Nell’ultimo decennio lo sviluppo della rete ci ha dato l’opportunità di accrescere la nostra cerchia di contatti e conoscenze. Chi non ha una coppia di amici che si è conosciuta utilizzando Tinder, Meetic, Facebook, Telegram o Twitter? Si inizia con lo scambiarsi messaggi ed e-mail e, magari, quando ci si trova in sintonia, cresce il desiderio di vedersi, incontrarsi, avvicinarsi: perché non scambiarsi delle foto, magari sexy?
Talvolta, anzi, sono le coppie stabili che, per vivere o ravvivare la loro vita sessuale, decidono di girare dei piccoli video o scattarsi delle foto, anche mentre fanno l’amore: ce ne dà un esempio la commedia “Sex Tape – Finiti in rete” del 2014, in cui Cameron Diaz e Jason Segel replicano le posizioni del Kamasutra, finendo però, a loro insaputa, su internet.
Dobbiamo, tuttavia, essere consapevoli che questa stessa tecnologia che ci avvicina tutti e tutte, ci espone anche al rischio che la nostra sfera più intima e privata venga violata e resa pubblica. La violenza contro le donne (fisica, economica o psicologica) oramai non è agita solo direttamente: la violenza spesso è anche virtuale, consumata online. Sì, gli atti di violenza possono avvenire proprio tramite l’uso della rete.
Una delle più diffuse forme di violenza maschile contro le donne è il cosiddetto Revenge porn. Revenge porn significa, semplicemente, “vendetta porno” (o “ porno – vendetta ”) e consiste proprio nella diffusione illecita di immagini o video sessualmente espliciti.
Si parla di vendetta poiché in genere questa condotta viene seguita al termine di una relazione sentimentale, appunto con l’intento di punire l’ex partner, o successivamente ad un rapporto sessuale occasionale della quale viene utilizzata la prova multimediale per potersi vantare col gruppo dei pari. La caratteristica peculiare di questo comportamento lesivo è non solo la pubblicazione e condivisione di materiale sessualmente esplicito, ma la diffusione su piattaforme dove potenzialmente altre migliaia di persone possono visionare e condividere a loro volta il materiale ricevuto.

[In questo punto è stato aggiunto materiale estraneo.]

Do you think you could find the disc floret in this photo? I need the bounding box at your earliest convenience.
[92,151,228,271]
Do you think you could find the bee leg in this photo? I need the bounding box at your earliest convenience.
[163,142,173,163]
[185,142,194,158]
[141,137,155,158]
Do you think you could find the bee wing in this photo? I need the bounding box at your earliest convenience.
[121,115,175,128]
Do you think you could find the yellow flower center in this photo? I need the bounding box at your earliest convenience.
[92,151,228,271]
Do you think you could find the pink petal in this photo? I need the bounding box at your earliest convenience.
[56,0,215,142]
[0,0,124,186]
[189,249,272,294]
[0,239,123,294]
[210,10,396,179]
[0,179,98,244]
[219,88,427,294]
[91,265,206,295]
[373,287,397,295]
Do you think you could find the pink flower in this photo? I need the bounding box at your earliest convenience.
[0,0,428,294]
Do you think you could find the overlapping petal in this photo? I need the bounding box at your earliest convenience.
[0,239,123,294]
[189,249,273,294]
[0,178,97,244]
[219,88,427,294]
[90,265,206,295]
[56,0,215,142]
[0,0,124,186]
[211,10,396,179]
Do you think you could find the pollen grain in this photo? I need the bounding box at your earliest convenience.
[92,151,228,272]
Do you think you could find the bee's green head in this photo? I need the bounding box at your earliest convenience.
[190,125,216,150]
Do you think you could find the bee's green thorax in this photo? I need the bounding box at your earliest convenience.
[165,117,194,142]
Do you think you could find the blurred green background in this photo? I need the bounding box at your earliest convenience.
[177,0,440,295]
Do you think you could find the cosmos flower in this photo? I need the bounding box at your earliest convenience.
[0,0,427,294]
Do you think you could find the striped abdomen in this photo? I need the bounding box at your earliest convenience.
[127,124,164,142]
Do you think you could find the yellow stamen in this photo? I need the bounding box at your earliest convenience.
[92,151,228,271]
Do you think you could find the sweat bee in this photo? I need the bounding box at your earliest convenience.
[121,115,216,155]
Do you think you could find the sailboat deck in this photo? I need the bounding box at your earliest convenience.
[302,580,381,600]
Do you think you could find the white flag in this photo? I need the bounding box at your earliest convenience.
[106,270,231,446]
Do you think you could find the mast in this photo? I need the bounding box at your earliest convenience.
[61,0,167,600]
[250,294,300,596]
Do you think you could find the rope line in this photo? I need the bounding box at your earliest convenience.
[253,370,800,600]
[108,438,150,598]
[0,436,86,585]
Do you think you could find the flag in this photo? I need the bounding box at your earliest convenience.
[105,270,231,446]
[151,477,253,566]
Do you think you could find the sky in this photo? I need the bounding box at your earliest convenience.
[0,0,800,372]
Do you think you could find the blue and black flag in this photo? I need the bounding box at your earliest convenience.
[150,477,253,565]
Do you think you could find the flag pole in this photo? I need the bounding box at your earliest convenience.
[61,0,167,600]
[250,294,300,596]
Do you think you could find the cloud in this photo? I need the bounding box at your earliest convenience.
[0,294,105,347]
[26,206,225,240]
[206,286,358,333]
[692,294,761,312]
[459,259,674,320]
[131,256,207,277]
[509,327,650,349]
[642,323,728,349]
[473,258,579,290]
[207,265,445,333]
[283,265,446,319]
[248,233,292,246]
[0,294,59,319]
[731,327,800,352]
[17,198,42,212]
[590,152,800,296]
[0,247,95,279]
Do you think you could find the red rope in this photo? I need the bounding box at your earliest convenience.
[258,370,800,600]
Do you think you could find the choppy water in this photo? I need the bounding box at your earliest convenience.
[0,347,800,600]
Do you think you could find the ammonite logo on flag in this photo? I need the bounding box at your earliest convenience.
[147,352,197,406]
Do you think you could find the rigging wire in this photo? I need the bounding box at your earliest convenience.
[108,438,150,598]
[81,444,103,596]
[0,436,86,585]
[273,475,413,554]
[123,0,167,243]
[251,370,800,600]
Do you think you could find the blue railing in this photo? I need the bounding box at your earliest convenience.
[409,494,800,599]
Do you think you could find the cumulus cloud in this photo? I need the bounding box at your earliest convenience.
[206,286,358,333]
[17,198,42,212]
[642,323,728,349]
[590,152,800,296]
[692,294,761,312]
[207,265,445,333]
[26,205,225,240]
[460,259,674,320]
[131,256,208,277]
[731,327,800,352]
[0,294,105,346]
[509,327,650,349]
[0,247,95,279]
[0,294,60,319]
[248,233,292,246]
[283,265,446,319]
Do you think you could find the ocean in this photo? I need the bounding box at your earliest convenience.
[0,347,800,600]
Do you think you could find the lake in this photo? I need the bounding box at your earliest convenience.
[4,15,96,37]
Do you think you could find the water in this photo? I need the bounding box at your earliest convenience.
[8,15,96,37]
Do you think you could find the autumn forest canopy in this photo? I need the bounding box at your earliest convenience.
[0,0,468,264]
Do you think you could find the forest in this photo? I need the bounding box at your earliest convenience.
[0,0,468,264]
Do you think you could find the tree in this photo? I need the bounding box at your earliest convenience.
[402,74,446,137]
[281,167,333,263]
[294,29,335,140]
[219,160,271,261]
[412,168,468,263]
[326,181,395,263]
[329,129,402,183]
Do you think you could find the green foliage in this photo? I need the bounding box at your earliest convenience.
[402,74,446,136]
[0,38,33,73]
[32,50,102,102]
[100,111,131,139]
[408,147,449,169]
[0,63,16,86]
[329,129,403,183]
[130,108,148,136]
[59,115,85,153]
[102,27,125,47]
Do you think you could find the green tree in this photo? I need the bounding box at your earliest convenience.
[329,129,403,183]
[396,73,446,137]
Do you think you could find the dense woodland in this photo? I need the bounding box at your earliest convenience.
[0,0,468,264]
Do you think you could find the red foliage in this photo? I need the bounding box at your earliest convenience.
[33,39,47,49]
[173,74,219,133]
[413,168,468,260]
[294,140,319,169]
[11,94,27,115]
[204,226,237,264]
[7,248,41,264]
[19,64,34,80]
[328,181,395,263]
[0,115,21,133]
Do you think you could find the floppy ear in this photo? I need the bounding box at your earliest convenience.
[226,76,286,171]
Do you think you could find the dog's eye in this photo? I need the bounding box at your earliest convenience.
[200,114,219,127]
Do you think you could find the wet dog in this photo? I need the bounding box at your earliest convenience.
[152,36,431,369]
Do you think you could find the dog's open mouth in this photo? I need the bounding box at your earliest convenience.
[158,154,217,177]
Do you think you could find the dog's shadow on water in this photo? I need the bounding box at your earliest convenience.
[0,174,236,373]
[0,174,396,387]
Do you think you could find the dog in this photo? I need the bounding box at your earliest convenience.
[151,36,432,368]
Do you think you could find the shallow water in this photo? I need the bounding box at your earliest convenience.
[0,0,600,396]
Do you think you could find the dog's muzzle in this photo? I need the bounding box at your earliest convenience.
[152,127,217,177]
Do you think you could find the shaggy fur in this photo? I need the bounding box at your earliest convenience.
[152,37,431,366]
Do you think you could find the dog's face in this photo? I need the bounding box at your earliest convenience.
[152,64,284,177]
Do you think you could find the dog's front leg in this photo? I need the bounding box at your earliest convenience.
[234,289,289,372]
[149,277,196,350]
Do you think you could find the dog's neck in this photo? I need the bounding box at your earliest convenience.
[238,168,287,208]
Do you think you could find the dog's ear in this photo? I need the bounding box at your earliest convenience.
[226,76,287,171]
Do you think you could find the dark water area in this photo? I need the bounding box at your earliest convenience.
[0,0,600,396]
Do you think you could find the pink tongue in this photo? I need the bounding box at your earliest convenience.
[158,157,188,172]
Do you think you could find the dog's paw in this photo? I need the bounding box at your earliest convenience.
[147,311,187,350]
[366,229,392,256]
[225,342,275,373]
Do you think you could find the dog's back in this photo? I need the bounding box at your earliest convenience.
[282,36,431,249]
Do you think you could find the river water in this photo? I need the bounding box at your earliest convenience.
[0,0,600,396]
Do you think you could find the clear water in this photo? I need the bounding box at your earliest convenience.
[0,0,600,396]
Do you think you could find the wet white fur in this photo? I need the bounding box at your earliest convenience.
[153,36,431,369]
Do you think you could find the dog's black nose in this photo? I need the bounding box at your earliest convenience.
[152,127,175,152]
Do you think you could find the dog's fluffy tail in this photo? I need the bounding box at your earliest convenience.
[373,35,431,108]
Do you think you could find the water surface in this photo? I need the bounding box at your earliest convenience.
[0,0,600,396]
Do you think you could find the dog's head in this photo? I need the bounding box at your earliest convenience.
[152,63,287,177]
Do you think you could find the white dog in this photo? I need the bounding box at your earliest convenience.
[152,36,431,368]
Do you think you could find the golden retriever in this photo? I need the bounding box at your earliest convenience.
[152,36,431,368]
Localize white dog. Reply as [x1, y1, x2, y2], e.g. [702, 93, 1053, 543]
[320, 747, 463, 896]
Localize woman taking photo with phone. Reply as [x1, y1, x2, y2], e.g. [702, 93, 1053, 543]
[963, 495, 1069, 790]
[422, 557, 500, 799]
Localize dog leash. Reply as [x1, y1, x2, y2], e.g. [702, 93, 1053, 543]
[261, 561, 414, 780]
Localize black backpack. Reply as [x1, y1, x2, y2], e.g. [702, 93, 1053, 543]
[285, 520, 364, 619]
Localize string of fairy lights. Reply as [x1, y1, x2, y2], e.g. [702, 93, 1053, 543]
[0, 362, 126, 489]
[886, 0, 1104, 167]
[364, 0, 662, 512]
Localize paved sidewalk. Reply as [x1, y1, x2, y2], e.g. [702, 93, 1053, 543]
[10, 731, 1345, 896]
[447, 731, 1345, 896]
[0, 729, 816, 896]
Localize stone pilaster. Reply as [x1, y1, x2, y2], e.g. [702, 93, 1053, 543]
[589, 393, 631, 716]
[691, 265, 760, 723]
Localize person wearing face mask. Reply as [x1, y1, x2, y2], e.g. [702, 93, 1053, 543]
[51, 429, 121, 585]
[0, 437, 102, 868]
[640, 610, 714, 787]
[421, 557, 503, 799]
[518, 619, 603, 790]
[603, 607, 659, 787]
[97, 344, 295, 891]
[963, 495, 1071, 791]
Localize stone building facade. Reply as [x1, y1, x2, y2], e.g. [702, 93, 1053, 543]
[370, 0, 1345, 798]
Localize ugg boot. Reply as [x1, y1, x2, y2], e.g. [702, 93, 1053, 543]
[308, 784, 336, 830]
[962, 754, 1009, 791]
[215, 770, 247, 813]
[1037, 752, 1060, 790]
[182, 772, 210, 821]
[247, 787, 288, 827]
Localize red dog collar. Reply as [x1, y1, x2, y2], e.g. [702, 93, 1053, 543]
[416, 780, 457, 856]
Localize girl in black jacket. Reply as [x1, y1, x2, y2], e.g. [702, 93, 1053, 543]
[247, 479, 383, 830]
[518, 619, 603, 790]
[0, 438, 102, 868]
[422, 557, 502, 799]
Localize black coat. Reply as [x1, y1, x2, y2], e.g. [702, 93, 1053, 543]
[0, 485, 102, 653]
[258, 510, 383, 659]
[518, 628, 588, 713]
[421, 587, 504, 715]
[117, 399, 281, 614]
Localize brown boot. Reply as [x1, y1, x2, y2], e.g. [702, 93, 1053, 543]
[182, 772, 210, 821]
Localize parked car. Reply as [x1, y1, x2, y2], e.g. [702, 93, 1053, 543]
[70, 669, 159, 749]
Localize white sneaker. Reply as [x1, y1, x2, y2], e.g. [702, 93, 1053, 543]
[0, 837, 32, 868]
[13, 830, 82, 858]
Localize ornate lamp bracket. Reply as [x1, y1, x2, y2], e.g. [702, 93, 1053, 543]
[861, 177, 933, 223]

Nel 2019 con la Legge n° 69 sulla Tutela delle vittime di violenza domestica e di genere denominata “Codice Rosso”, è stato introdotto l’art. 612 ter del codice penale che punisce chi, dopo averli realizzati o sottratti, invia, consegna, cede, pubblica o diffonde video o immagini a contenuto sessualmente esplicito destinati a rimanere privati, senza il consenso della vittima.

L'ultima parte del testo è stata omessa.